Two days ago, Gloria had come out to the Farm where McGarvey had been going through the three scenarios—the Panama Canal, the York River, and the M. A. Jinnah Centre—as a training exercise. She was being reassigned to the U.S. Embassy in Mexico City and wanted to say goodbye. They had gone for a walk through the woods by the river, the morning bright and beautiful.
“I just wanted to say goodbye, and thanks for everything you did for me,” she said. “McCann wanted to stick me on the Cuban desk.”
“You would have done a good job there,” McGarvey said. He wasn’t sure how he felt about her. She was a beautiful woman, bright, well trained, not a complainer, but there was something about her that he couldn’t quite put his finger on. She had a chip on her shoulder, and she had a desperate need to prove herself, but he had worked with people like that before. It was something else.
“I’m a field officer,” she said. “It’s all I ever wanted to do.” She turned away for a moment, and when she looked back, her eyes were bright. “I love you, and that will never change. I just wanted you to know that I won’t make trouble for you. It’s my problem, not yours.”
There was nothing to say.
She reached over and kissed him lightly on the cheek. “Goodbye,” she said.
“Penny for your thoughts,” Katy said behind him.
McGarvey turned. “I didn’t hear you coming.” He drew her close. “I was thinking about Gloria Ibenez.
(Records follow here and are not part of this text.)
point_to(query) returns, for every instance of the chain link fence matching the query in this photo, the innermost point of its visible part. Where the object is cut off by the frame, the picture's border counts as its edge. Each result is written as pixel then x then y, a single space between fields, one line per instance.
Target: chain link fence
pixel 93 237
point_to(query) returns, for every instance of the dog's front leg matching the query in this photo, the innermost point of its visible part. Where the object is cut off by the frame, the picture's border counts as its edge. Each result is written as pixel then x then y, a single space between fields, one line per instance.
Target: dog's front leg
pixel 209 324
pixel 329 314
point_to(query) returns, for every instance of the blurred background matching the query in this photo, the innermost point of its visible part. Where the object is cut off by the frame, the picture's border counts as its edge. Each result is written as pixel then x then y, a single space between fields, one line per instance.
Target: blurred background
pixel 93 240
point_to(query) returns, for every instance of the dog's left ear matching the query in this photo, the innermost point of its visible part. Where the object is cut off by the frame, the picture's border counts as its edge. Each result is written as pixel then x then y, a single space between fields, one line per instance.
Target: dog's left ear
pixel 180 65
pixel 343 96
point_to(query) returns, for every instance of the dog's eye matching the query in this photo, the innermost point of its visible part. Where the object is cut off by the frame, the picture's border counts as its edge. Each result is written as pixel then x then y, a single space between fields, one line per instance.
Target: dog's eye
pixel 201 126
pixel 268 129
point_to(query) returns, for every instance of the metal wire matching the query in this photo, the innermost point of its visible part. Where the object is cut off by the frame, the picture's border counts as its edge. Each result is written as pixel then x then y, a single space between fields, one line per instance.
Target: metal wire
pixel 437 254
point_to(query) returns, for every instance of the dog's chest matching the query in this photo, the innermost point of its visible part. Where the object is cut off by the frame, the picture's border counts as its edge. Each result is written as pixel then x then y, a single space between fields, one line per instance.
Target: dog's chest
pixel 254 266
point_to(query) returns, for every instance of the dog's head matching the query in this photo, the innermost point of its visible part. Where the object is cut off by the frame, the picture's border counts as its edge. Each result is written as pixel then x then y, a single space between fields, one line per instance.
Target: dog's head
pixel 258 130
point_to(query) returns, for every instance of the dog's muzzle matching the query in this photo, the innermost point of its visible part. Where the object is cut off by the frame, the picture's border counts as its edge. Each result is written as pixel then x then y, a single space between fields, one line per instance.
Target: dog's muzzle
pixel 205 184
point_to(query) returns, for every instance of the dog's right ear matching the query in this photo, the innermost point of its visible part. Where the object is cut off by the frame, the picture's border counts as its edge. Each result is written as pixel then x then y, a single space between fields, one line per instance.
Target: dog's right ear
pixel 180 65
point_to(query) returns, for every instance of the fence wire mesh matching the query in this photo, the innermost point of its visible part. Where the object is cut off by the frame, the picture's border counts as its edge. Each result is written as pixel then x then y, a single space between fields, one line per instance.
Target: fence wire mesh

She’s on her way to Mexico City.”
“She’s in love with you.”
“Yeah,” McGarvey said.
Katy smiled and gave her husband a squeeze. “Can’t fault the girl’s taste,” she said. “What’s she going to do down there?”
“I don’t know. I’m out of the loop now. I’m retired, remember?”
Katy laughed. “Yeah, right,” she said. “Just give me long enough to finally get settled in our new house. Deal?”
“Deal,” McGarvey promised, and he kissed her.